Shout out to my buddy @Mikail_Nelson for printing one for me on his 3D printer!

No more digging around in my bag for an expansion card when on site!

3 Likes

Just finished printing my own! I got a 3D printer a couple of weeks ago and have been working toward this project the whole time. It took several tries, and when I finally got over my fear of using supports, it turned out great! Thank you to you both, @mxg and @bradstopher99!


3 Likes

Dang, ya’ll. I prefer the one without the screwdriver, but… thanks to the OP and the modifier - these are legit awesome!! Completely love it and hope to get a couple printed.

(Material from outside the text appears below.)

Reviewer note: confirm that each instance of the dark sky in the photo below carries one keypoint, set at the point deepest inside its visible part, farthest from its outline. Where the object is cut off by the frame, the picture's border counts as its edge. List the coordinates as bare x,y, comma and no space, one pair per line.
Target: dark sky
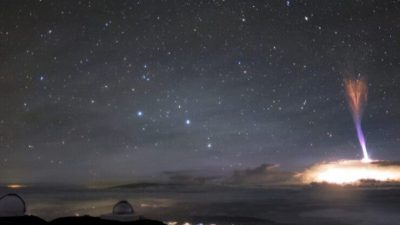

Appreciate the community - the designs are awesome.

pAULIE42o
. . . . . . . . .
/s

1 Like

Thanks so much for making this, as well as for making all the files available. I just have a question as to how I would print this (I am a 3d printing noob).
I’ve only ever worked with STL files, so what are the step, SLDPRT, and SLDASM files for? And which files do I download/print if I want the modified version? Is it just the three files named

card-holder-slider-modified.STL
card-holder-hinge-modified.STL
card-holder-body-modified.STL

Thanks for any explanation and help :smiley:

1 Like

@CSab6482 Happy to help!

Anytime you’re 3D printing something, STL is always the one to use. For the modified version, yes, you’ll need those 3 files you mentioned.

For a complete overview, parts can be created in a program like SolidWorks and saved as a SLDPRT. They can be exported to other design programs via saving as a STEP file, and they can be exported for 3D printing by saving as an STL file. I included all of those just so that people could modify the design if they wanted. Hope that all makes sense!